This is Reading Photographs, a newsletter for those interested in remarkably mundane photographs and why the details, ideas, emotions, memories, connections and beliefs they arouse make them meaningful.
NOTE: Apologies for the late newsletter this week, adjusting to a new work schedule has been more challenging than I anticipated. There will be no new post next week as I spend time with family for the holiday. Hopefully back to a consistent schedule thereafter.
I took the film photo above roughly 15 years ago while visiting family. This is where my father bought his cigarettes. Gunsmokes, to be exact.
When I was in high school, and then visiting home during my college years, it was a regular errand for my dad to stop in at The Indian’s. Sometimes I would go with him and twiddle my thumbs as he and the proprietor, who also went by Shawnee Jim, chatted about everything and nothing at all.Â
Before moving west, this was the only real life interaction I had with Native American culture. I was in Boy Scouts, which pilfered and cobbled together aspects of various Native American cultures and lore for the purposes of instilling morality, obedience and a sense of hierarchy, but otherwise had little of the context, nuance or sincerity of its origins. There had been a village of relocated Lenni Lenape near my family’s home and my father’s parents would end up buried in its cemetery, the only remaining sign that community existed. But there is no indigenous blood in my family. At least in my family, Native Americans were portrayed as noble, admirable and wise but without acknowledging their absence and how my ancestors were among those responsible for it.
***
An attorney who is also a member of the Confederated Tribes of Grand Ronde spoke to my church one recent Sunday. Specifically, she spoke about what a land acknowledgement is.
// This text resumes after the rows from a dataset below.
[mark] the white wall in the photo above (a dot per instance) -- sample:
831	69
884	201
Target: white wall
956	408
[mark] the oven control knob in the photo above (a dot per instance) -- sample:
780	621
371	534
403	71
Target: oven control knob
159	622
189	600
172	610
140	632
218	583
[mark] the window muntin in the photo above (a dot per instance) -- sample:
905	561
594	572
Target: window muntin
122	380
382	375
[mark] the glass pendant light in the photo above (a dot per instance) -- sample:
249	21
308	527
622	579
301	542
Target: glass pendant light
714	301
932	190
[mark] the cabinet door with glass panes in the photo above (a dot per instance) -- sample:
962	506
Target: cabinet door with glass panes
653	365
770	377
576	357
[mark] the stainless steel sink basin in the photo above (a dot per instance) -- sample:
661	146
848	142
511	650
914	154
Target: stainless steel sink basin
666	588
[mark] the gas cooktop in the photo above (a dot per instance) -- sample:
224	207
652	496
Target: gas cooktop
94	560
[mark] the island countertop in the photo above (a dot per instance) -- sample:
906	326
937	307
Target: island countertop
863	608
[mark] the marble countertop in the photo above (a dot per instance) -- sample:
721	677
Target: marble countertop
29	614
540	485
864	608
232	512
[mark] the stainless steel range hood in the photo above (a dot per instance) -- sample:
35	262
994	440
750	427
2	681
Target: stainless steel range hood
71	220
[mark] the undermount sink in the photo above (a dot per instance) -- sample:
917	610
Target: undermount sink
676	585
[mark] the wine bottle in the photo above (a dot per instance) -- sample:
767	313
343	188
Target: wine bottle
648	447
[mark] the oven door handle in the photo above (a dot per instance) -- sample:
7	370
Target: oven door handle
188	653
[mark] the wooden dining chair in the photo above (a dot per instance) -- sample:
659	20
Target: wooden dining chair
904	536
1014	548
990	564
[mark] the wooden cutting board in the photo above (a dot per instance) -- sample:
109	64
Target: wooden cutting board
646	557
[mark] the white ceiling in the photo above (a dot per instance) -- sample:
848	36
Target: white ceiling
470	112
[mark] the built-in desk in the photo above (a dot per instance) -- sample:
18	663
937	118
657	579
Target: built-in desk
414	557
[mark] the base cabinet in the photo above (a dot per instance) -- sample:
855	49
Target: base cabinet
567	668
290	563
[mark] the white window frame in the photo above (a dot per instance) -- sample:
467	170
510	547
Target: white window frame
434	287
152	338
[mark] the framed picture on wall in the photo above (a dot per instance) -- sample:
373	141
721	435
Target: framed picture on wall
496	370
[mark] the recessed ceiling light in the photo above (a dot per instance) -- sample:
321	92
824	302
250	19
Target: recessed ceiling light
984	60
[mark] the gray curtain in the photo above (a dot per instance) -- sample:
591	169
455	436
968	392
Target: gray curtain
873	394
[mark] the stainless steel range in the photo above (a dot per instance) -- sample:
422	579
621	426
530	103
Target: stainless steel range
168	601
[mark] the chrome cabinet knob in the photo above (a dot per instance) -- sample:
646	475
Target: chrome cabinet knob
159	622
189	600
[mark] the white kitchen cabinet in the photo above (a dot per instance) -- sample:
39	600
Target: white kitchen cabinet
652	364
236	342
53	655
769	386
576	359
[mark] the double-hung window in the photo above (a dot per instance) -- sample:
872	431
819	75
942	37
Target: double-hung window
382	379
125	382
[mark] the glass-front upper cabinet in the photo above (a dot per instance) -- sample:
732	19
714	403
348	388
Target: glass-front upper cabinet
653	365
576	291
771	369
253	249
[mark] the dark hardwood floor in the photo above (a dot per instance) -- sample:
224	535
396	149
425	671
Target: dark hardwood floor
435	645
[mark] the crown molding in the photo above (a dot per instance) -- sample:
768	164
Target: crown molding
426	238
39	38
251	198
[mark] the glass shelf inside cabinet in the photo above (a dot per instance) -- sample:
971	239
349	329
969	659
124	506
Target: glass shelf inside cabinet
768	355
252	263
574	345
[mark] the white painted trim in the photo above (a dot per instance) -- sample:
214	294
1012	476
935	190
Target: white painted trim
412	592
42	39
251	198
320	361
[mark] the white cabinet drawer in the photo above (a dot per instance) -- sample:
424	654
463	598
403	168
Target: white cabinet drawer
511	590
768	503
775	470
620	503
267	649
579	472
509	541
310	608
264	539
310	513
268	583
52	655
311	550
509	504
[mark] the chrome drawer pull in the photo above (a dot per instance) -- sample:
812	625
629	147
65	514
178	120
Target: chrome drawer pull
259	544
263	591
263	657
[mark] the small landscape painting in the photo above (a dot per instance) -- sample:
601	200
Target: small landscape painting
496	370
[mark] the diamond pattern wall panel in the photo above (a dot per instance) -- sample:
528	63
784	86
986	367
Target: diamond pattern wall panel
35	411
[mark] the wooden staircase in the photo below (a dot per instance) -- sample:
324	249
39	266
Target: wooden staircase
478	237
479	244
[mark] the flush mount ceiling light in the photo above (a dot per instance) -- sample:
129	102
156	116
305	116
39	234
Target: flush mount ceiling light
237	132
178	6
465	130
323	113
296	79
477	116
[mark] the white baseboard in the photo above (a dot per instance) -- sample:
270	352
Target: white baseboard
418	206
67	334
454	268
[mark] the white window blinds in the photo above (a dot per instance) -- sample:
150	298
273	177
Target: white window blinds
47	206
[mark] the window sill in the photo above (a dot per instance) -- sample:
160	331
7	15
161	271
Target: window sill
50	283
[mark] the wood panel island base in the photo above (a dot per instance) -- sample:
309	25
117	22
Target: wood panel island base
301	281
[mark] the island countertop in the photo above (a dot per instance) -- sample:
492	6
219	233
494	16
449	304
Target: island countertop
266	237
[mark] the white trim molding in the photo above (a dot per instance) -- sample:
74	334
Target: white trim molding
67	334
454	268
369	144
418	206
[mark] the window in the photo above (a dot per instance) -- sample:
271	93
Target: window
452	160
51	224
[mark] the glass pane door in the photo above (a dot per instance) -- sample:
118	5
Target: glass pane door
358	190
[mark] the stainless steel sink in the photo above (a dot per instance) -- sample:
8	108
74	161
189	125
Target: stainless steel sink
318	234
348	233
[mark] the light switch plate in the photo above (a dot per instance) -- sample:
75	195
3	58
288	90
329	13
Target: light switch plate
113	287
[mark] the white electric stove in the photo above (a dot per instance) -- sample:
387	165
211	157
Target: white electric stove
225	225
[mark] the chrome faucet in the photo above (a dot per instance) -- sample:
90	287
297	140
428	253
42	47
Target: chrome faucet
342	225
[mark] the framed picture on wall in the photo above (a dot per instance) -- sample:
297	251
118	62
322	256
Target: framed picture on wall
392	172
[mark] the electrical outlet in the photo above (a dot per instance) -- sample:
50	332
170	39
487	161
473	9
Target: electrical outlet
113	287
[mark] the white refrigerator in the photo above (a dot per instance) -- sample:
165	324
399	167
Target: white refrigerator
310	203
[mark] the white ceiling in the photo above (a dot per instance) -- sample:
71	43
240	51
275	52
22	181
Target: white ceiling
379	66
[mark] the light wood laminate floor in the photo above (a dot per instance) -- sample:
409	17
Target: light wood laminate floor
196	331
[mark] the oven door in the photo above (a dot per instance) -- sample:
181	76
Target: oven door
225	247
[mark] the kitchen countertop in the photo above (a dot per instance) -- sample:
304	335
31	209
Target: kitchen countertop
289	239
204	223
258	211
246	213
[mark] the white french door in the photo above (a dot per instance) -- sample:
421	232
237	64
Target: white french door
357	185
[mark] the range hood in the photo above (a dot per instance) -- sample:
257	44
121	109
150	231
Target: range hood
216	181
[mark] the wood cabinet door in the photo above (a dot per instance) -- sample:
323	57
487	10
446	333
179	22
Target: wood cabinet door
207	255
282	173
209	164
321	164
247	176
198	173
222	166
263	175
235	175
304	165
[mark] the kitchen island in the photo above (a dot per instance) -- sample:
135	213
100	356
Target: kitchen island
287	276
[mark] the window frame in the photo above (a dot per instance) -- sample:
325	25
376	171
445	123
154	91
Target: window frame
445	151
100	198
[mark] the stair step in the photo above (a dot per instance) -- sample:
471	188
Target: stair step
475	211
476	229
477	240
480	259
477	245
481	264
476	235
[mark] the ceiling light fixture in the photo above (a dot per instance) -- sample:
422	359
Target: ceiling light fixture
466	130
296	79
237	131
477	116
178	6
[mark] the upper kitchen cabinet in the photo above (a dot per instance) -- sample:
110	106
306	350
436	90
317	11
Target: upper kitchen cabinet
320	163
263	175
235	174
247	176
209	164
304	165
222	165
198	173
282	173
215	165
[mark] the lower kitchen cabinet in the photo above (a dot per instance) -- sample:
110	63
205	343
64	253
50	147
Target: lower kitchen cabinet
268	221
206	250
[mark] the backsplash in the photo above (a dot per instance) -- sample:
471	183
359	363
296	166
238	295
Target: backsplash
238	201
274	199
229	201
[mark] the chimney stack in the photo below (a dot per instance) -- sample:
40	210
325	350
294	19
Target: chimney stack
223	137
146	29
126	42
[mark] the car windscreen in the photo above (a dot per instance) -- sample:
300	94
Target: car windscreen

And what it is not.Â
It is for people like me, a white man, to comfortably and safely acknowledge our connection to the genocide of the indigenous peoples of the land we now live on. It is empty, without commitment to genuine apology and reconciliation. It is, quite literally, the very least I and people like me can do.
It is not for indigenous peoples. It does not repair the treaties that our governments have broken. It does not benefit indigenous peoples, emotionally or materially. It does not mitigate nor replace what was taken from them. It does not give them agency within a society they were forced into.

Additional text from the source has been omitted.